Sec. 1329.22 Competitive awards to new Centers for Independent
Living.
(a) Subject to the availability of funds and in accordance with the
order of priorities in section 722(e) of the Act and the State Plan's
design for the statewide network of Centers, an eligible agency may
receive Part C funding as a new Center for Independent Living in a
State, if the eligible agency:
(1) Submits to the Administrator an application at the time and
manner required in the funding opportunity announcement (FOA) issued by
the Administrator which contains the information and meets the
selection criteria established by the Administrator in accordance with
section 722(d) of the Act;
(2) Proposes to serve a geographic area that has been designated as
a priority unserved or underserved in the State Plan for Independent
Living and that is not served by an existing Part C-funded Center; and
(3) Is determined by the Administrator to be the most qualified
applicant to serve the designated priority area consistent with the
State plan setting forth the design of the State for establishing a
statewide network of Centers for independent living.
(b) An existing Part C-funded Center may apply to serve the
designated unserved or underserved areas if it proposes the
establishment of a separate and complete Center (except that the
governing board of the existing center may serve as the governing board
of the new Center) at a different geographic location, consistent with
the requirements in the FOA.
(c) An eligible agency located in a bordering, contiguous State may
be eligible for a new CIL award if the Administrator determines, based
on the submitted application, that the agency:
(1) Is the most qualified applicant meeting the requirements in
paragraphs (a) and (b) of this section; and
(2) Has the expertise and resources necessary to serve individuals
with significant disabilities who reside in the bordering, contiguous
State, in accordance with the requirements of the Act and these
regulations.
(d) If there are insufficient funds under the State's allotment to
fund a new Center, the Administrator may--
(1) Use the excess funds in the State to assist existing Centers
consistent with the State plan; or
(2) Reallot these funds in accordance with section 721(d) of the
Act.
[[Page 74700]]
Sec. 1329.23 Compliance reviews.
(a) Centers receiving Part C funding shall be subject to periodic
reviews, including on-site reviews, in accordance with sections 706(c),
722(g), and 723(g) of the Act and guidance set forth by the
Administrator, to verify compliance with the standards and assurances
in section 725(b) and (c) of the Act and the grant terms and
conditions. The Administrator shall annually conduct reviews of at
least 15 percent of the Centers.
(b) A copy of each review under this section shall be provided, in
the case of section 723(g), by the director of the DSE to the
Administrator and to the SILC, and in the case of section 722(g), by
the Administrator to the SILC and the DSE.
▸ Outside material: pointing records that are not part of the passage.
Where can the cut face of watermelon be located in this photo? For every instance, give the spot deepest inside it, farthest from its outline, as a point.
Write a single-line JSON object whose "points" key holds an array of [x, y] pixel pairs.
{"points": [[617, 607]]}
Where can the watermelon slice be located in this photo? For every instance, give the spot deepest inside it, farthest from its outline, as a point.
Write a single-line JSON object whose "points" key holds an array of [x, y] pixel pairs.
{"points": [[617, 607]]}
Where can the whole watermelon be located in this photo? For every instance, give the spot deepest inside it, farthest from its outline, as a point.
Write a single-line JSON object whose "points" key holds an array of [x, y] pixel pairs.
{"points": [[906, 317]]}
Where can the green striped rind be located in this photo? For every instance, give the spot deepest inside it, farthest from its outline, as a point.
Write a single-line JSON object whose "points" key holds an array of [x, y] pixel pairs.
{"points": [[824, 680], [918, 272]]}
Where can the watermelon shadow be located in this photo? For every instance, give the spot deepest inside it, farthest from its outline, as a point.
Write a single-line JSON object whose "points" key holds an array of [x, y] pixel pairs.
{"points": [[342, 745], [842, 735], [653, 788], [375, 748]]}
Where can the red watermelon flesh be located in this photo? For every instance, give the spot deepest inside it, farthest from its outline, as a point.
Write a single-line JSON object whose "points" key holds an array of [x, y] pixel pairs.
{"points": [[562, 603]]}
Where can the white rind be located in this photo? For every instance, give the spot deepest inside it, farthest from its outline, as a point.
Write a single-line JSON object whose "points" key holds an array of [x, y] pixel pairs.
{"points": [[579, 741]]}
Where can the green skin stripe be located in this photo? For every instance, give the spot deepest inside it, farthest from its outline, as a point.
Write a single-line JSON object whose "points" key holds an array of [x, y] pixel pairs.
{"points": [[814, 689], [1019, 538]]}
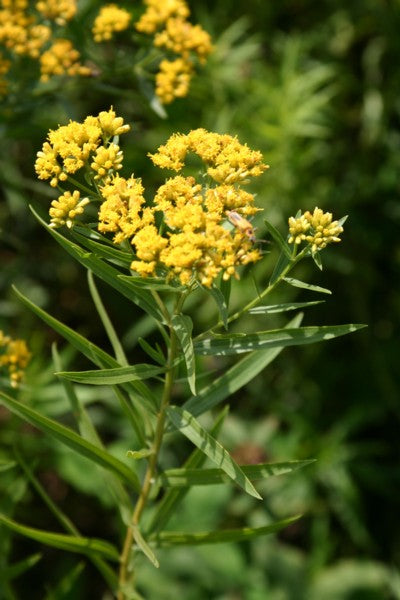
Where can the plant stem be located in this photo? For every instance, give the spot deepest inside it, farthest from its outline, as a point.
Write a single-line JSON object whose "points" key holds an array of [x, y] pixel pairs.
{"points": [[151, 468]]}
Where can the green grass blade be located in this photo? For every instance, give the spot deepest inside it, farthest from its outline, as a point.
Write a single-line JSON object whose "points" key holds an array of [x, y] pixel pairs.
{"points": [[70, 543], [234, 378], [190, 477], [278, 239], [169, 503], [306, 286], [106, 272], [277, 308], [223, 536], [105, 319], [238, 343], [72, 440], [143, 545], [189, 427], [113, 376], [183, 327]]}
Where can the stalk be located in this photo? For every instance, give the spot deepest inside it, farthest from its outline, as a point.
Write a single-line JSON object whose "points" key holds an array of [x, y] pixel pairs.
{"points": [[152, 465]]}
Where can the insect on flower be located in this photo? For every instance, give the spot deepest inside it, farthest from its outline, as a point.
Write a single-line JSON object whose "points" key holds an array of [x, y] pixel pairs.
{"points": [[242, 224]]}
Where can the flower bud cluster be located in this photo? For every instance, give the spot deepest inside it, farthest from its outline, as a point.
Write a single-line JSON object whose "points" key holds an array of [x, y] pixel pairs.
{"points": [[192, 230], [317, 229]]}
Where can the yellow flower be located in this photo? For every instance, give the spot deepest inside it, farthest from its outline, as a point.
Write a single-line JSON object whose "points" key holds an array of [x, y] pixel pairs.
{"points": [[61, 59], [110, 20], [59, 11], [182, 37], [157, 13], [15, 356], [64, 210], [315, 228], [173, 79], [106, 160], [121, 212]]}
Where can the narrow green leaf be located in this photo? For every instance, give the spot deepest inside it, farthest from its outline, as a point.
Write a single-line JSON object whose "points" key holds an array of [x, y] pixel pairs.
{"points": [[106, 272], [102, 250], [183, 327], [71, 439], [151, 283], [143, 545], [13, 571], [220, 301], [113, 376], [95, 354], [237, 343], [278, 239], [105, 319], [187, 424], [191, 477], [169, 503], [306, 286], [70, 543], [154, 353], [139, 454], [235, 378], [276, 308], [220, 537]]}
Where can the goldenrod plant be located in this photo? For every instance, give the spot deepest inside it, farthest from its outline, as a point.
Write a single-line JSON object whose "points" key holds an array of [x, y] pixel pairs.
{"points": [[192, 236]]}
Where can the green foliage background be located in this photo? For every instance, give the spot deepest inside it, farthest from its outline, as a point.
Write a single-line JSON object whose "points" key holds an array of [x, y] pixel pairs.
{"points": [[315, 86]]}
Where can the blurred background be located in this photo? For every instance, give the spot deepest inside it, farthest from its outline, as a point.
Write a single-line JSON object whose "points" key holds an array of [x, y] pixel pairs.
{"points": [[315, 87]]}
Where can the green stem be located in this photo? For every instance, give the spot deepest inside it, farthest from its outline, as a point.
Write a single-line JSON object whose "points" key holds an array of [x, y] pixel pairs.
{"points": [[269, 288], [148, 481]]}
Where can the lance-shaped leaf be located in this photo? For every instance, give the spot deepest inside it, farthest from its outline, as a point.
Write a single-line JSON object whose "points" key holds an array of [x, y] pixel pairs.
{"points": [[95, 354], [106, 272], [276, 308], [102, 250], [306, 286], [191, 428], [143, 545], [236, 377], [183, 327], [71, 439], [238, 343], [151, 283], [71, 543], [113, 376], [190, 477], [223, 536], [278, 239]]}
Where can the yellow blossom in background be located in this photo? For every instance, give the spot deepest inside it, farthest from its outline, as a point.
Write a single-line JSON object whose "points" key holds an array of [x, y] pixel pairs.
{"points": [[192, 230], [173, 79], [73, 146], [64, 210], [157, 13], [315, 228], [14, 356], [111, 19], [181, 37], [61, 59], [59, 11]]}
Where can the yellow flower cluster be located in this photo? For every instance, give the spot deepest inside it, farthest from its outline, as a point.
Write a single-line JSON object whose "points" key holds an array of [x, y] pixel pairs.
{"points": [[110, 19], [191, 230], [59, 11], [72, 146], [23, 33], [168, 21], [61, 59], [15, 356], [315, 228]]}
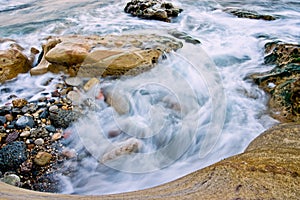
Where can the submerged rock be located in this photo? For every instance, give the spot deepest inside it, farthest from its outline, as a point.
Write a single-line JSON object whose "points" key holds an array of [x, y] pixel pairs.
{"points": [[12, 61], [12, 156], [242, 13], [111, 55], [152, 9], [282, 82]]}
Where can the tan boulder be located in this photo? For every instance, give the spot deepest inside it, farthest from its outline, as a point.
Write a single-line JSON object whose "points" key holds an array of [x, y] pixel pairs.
{"points": [[269, 169], [13, 62], [111, 55]]}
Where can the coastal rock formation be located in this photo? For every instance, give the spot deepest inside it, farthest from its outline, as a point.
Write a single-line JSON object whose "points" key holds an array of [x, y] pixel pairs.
{"points": [[268, 169], [242, 13], [111, 55], [12, 60], [282, 82], [152, 9]]}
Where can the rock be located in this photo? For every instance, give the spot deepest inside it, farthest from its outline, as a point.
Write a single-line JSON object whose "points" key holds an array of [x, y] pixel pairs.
{"points": [[12, 63], [90, 84], [12, 137], [50, 128], [11, 179], [39, 141], [12, 155], [42, 158], [63, 118], [152, 9], [242, 13], [2, 120], [25, 134], [283, 81], [24, 121], [123, 148], [19, 103], [110, 55], [74, 81], [56, 136]]}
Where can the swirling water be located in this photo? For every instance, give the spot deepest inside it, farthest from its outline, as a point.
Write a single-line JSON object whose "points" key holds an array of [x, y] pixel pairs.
{"points": [[232, 47]]}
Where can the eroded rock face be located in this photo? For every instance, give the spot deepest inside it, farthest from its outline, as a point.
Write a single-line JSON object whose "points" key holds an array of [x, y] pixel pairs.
{"points": [[12, 61], [242, 13], [111, 55], [282, 82], [152, 9]]}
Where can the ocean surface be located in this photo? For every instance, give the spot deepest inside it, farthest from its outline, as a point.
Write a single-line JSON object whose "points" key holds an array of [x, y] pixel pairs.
{"points": [[221, 110]]}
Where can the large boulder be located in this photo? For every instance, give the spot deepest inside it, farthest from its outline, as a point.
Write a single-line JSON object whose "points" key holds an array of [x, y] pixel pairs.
{"points": [[152, 9], [12, 60], [268, 169], [111, 55], [283, 81]]}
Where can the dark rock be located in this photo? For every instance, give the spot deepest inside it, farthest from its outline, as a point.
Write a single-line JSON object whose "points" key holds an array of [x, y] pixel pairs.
{"points": [[12, 155], [242, 13], [24, 121], [12, 137], [283, 81], [2, 120], [152, 9], [63, 118]]}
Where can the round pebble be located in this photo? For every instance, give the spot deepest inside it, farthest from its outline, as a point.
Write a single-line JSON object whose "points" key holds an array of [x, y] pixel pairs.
{"points": [[39, 141]]}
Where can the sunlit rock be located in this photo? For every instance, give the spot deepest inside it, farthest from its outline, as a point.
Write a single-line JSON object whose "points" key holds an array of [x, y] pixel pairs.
{"points": [[12, 60], [111, 55]]}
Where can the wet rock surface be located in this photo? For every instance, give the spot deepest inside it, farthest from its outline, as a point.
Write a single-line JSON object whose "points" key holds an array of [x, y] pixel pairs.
{"points": [[283, 81], [242, 13], [152, 9], [12, 60], [110, 55]]}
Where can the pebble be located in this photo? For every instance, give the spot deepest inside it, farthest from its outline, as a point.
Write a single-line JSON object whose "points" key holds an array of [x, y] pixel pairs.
{"points": [[25, 134], [75, 97], [50, 128], [90, 84], [42, 158], [56, 136], [73, 81], [11, 179], [53, 108], [39, 141], [19, 103], [24, 121]]}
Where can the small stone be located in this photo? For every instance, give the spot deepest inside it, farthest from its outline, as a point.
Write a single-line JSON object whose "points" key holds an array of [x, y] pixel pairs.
{"points": [[12, 137], [25, 134], [73, 81], [2, 120], [9, 117], [53, 108], [39, 141], [69, 153], [56, 136], [42, 158], [11, 179], [50, 128], [24, 121], [19, 103], [90, 84], [75, 97]]}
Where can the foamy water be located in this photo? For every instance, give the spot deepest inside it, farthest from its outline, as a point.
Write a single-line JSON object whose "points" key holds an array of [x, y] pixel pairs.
{"points": [[219, 111]]}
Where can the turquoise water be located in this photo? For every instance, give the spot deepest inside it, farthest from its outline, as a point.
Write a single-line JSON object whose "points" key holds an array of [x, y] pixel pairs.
{"points": [[232, 46]]}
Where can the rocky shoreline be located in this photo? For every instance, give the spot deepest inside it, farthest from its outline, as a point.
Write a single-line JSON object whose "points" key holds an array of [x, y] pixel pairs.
{"points": [[32, 133]]}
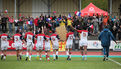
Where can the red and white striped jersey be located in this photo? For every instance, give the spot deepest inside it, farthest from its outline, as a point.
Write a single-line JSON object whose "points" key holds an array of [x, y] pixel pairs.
{"points": [[83, 35], [4, 38], [29, 36], [55, 39], [70, 37], [17, 38], [40, 38]]}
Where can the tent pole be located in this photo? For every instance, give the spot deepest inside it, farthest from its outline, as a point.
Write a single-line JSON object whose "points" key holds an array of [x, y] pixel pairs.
{"points": [[79, 5], [110, 7], [15, 9]]}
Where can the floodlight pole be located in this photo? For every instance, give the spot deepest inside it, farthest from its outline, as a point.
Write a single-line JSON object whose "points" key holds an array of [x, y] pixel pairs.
{"points": [[110, 7], [79, 5], [15, 9]]}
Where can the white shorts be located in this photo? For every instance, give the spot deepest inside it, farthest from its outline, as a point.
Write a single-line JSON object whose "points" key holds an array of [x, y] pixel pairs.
{"points": [[47, 48], [4, 46], [83, 43], [18, 46], [29, 46], [55, 47], [68, 45], [39, 46]]}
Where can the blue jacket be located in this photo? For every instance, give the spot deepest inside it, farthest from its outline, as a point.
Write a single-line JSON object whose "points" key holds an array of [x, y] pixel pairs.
{"points": [[105, 37]]}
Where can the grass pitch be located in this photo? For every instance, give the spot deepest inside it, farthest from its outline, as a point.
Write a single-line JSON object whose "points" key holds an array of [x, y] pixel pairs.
{"points": [[62, 63]]}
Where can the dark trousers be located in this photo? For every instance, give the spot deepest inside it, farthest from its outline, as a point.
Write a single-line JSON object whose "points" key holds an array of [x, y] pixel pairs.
{"points": [[106, 51], [4, 28]]}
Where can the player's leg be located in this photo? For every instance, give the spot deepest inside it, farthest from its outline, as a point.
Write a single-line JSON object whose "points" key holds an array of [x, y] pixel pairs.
{"points": [[70, 53], [85, 52], [5, 54], [40, 52], [30, 54], [67, 53], [104, 53], [81, 50], [2, 54], [56, 54], [107, 52], [20, 54], [48, 55], [27, 53], [17, 54]]}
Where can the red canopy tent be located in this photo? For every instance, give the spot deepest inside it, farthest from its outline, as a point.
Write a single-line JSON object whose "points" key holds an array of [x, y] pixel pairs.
{"points": [[92, 9]]}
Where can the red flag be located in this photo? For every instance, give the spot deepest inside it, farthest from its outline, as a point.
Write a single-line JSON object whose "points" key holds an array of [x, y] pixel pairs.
{"points": [[6, 11], [91, 26]]}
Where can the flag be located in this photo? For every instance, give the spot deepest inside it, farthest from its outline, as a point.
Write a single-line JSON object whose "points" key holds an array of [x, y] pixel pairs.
{"points": [[28, 22], [20, 15], [48, 19], [77, 13], [54, 11], [91, 26], [69, 15], [6, 11]]}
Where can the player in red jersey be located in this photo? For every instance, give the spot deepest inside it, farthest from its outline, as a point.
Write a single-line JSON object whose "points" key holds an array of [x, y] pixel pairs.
{"points": [[39, 46], [29, 37], [47, 47], [69, 42], [4, 45], [83, 43], [17, 38], [55, 43]]}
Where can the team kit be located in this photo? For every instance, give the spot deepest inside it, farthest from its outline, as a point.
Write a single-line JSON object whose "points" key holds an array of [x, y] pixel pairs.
{"points": [[41, 39]]}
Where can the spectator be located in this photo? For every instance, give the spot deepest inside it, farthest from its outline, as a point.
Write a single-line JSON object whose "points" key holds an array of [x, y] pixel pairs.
{"points": [[0, 22], [114, 30], [10, 23], [119, 32], [16, 24], [4, 24], [105, 38], [95, 24]]}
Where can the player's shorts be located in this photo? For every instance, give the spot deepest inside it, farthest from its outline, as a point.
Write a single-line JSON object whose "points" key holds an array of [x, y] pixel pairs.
{"points": [[29, 46], [39, 46], [68, 45], [83, 43], [18, 46], [47, 48], [55, 47], [4, 46]]}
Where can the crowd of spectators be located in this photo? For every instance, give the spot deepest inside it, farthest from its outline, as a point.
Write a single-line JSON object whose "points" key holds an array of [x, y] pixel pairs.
{"points": [[94, 24]]}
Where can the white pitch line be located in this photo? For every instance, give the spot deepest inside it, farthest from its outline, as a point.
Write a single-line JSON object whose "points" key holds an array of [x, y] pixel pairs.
{"points": [[115, 62]]}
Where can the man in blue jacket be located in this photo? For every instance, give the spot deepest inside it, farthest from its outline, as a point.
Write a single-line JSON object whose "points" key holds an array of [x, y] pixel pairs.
{"points": [[105, 37]]}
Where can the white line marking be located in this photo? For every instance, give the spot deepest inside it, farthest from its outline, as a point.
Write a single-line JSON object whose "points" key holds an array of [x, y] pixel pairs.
{"points": [[115, 62]]}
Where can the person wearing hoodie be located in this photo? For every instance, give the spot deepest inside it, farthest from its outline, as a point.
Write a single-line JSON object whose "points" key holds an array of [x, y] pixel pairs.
{"points": [[105, 37]]}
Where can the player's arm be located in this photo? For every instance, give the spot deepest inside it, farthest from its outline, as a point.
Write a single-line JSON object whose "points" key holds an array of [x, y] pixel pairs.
{"points": [[113, 38], [51, 40], [99, 37], [33, 38], [58, 37], [25, 36], [45, 38], [67, 36]]}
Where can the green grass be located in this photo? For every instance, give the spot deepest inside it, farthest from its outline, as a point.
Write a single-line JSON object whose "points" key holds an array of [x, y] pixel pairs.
{"points": [[62, 63]]}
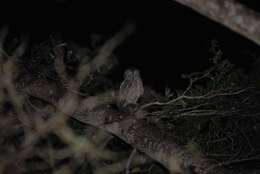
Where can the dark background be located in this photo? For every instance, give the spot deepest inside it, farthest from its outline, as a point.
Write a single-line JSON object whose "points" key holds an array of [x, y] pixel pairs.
{"points": [[170, 39]]}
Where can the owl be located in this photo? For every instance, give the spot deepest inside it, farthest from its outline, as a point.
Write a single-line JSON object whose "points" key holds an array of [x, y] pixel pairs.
{"points": [[131, 89]]}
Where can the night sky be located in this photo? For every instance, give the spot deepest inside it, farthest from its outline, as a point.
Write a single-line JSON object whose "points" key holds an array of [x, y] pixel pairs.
{"points": [[169, 40]]}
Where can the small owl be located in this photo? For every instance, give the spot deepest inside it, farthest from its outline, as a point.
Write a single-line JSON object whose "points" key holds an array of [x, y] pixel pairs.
{"points": [[130, 89]]}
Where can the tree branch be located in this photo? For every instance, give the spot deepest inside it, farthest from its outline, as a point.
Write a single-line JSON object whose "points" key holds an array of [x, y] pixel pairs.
{"points": [[229, 13]]}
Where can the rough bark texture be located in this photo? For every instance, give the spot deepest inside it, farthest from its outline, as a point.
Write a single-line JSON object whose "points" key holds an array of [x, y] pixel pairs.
{"points": [[137, 132], [229, 13]]}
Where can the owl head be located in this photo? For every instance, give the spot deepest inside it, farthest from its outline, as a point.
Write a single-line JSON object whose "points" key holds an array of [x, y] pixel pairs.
{"points": [[131, 73]]}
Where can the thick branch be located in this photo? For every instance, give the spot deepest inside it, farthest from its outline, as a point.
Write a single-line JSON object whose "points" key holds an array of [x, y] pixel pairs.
{"points": [[229, 13]]}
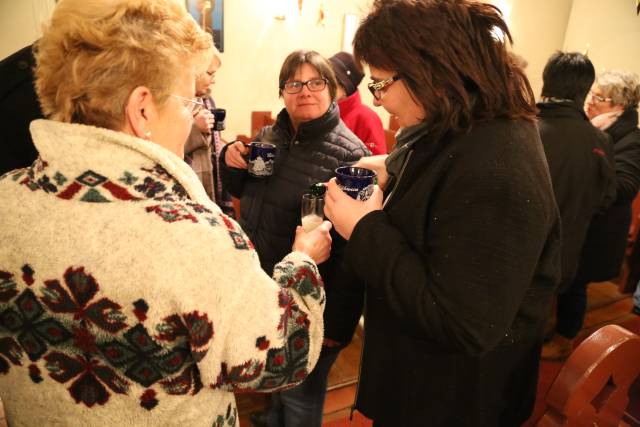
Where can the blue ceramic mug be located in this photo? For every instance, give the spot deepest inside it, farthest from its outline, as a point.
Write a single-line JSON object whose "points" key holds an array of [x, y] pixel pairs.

Sec. 1329.24 Training and technical assistance to Centers for
Independent Living.
The Administrator shall reserve between 1.8% and 2% of appropriated
funds to provide training and technical assistance to Centers through
grants, contracts or cooperative agreements, consistent with section
721(b) of the Act. The training and technical assistance funds shall be
administered in accordance with section 721(b) of the Act.